Cairo Association of Teachers - Newsletter

CAT Tracks for September 3, 2006

From the Southern Illinoisan...

Education to weigh heavily on November race


EDITOR'S NOTE: This is the second of a four-part series on Southern Illinois issues and the gubernatorial campaign. The series will run the first Sunday of each month until the Nov. 7 election. Today, the candidates discuss education and higher education. Next, on Oct. 1, the debate will focus on Medicaid and medical care.


As Gov. Rod Blagojevich surveyed the interior of the Carterville high school this week, he was looking at the physical manifestation of an undeniable fact: Southern Illinois schools need help.

The high school, built in 1924, is one of several local schools in need of repair or outright construction on a new building. And now that the governor has seen it in person, Carterville is at the top of the list, so he said.

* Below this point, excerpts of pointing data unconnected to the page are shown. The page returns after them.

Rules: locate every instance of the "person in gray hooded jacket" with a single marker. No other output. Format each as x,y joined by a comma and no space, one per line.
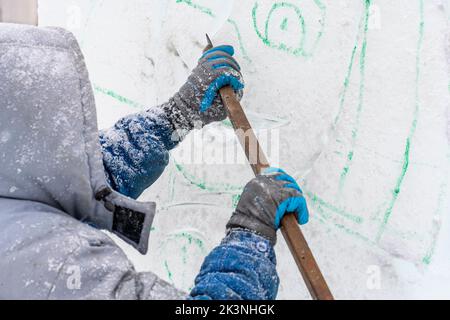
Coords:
62,181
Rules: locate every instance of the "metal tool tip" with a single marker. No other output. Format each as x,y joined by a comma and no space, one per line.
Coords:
209,40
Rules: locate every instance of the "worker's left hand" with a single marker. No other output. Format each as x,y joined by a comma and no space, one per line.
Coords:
198,100
265,201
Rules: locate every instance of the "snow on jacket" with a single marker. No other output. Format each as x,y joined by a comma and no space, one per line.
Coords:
55,196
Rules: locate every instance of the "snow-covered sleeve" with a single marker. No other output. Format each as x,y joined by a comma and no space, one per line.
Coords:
136,150
242,267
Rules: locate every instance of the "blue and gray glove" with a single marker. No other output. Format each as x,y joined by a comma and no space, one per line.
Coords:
264,202
198,100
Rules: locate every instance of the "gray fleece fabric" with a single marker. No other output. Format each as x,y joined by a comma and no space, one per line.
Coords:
54,198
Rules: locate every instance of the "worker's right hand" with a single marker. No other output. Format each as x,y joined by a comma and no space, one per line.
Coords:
265,201
198,101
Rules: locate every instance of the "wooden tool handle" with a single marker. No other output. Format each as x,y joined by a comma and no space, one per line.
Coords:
290,229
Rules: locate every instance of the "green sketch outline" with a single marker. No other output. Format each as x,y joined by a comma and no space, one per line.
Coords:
300,50
320,204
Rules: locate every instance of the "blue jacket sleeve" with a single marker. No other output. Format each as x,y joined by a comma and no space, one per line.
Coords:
242,267
136,151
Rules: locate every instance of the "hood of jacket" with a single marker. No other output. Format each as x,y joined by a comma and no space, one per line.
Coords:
49,143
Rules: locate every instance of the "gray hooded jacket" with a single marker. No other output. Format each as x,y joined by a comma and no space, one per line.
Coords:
52,181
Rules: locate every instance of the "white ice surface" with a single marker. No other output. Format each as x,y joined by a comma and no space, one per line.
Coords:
359,99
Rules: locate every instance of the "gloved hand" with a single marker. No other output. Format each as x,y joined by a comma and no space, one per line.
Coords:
264,202
198,100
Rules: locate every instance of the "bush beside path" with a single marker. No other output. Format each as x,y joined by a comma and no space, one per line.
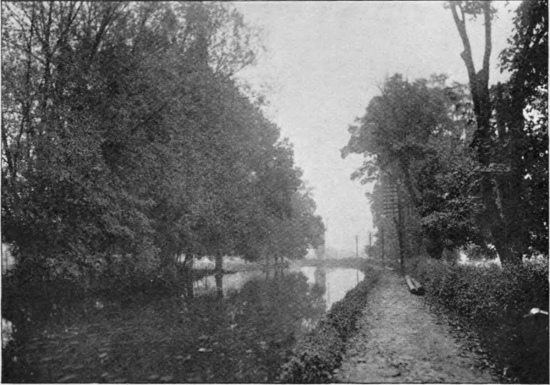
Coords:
399,340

Yet the list of Southern Illinois districts also in need of new facilities, includes Benton, Du Quoin, Johnston City, and Creal Springs.

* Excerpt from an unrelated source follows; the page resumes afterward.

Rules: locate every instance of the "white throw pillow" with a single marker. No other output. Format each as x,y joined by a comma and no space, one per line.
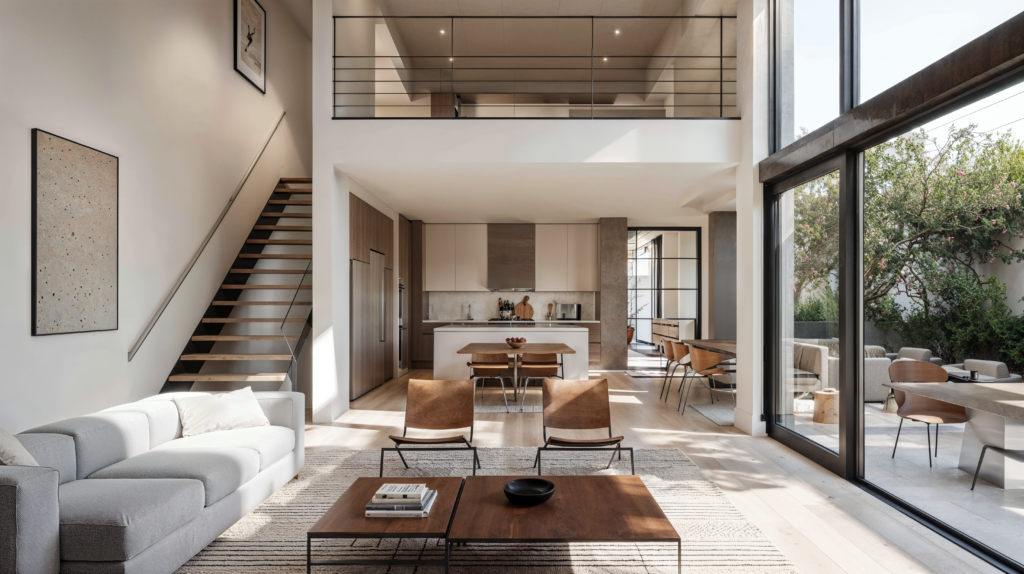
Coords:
13,453
223,411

Similar scenarios can be found in communities throughout the state, and they all can be attributed to the fact the general assembly hasn't passed a school construction plan in years. Whose fault it is depends on who you ask.

If anything, Blagojevich can't be faulted for not trying.

"I have been working really hard to get a billion dollars into our schools, unfortunately our Republican colleagues didn't vote for our school construction plan," he said when asked about the lack of funds for local schools recently. "I think they were more interested in partisan politics than getting something done. We will get that done."


The Blagojevich plan for education entails a $10 billion lease of the state lottery, a measure that would inject extra funds into state education coffers for four years, giving money for facilities and expanded education initiatives in K-12. The administration already touts itself as the first to put the most money into education without raising taxes on Illinois citizens and says the new plan follows the same tradition.

While Blagojevich calls his plan bold, Republican gubernatorial challenger Judy Baar Topinka calls it something else.

"That is just a dopey plan, plain and simple," she said. "I think anyone who has looked at it sees that. Selling off the lottery is just not a plan. On the fifth year your lottery is gone, it's not generating any money and we've lost a state asset. If that's the best he can do, I think there is a problem."

Topinka said the primary problem she and most state Republicans have had with the governor's education initiatives have been the lack of a stable funding source. Under her education plan, the state would utilize the one remaining license to establish a casino in Chicago expected to generate $3 billion for education. Topinka's plan also tries to move Illinois education away from a reliance on property taxes with a two-year holiday for property owners.

"I know for two years we can accommodate the cost of it," Topinka said. "That gives us two years to bring all our education gurus together and get this ship moving from property tax onto something else, but that is yet to be discussed."

Whichever plan is truly better, both leave room for considerable debate in the legislature.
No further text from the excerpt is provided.